The Conservative MP tweeted: “A bomb or attack with gunfire at northern gate of Baron’s Hotel. Worried this will devastate evacuation – so many hurt. My heart is with all those injured and killed.”
Her colleague, Nus Ghani, said she was on the phone to somebody outside Kabul airport when the blast there took place. She later said he was “ok” and was heading to a “safe house”.
Labor’s shadow foreign secretary Lisa Nandy said the reports from Kabul were “devastating. “This is an appalling and cowardly attack on those already fleeing unimaginable horrors,” she added. “My thoughts are with the Afghan people and the British, US and international personnel who have remained at the airport to save as many lives as possible.”
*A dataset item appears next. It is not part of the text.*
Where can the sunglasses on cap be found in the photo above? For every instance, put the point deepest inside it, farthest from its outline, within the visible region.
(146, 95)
The US and its allies have been warning of a possible terror attack by ISIS-K — the Afghan arm of ISIS — as the Aug. 31 deadline to withdraw from the country approaches.
Just hours before the explosion, the US Embassy in Kabul urged Americans to stay away from the airport because of “security threats outside the gates.”
A State Department security alert also warned those at three specific airport gates to “leave immediately.” Secretary of State Antony Blinken has said up to 1,500 US citizens remain stranded in Afghanistan.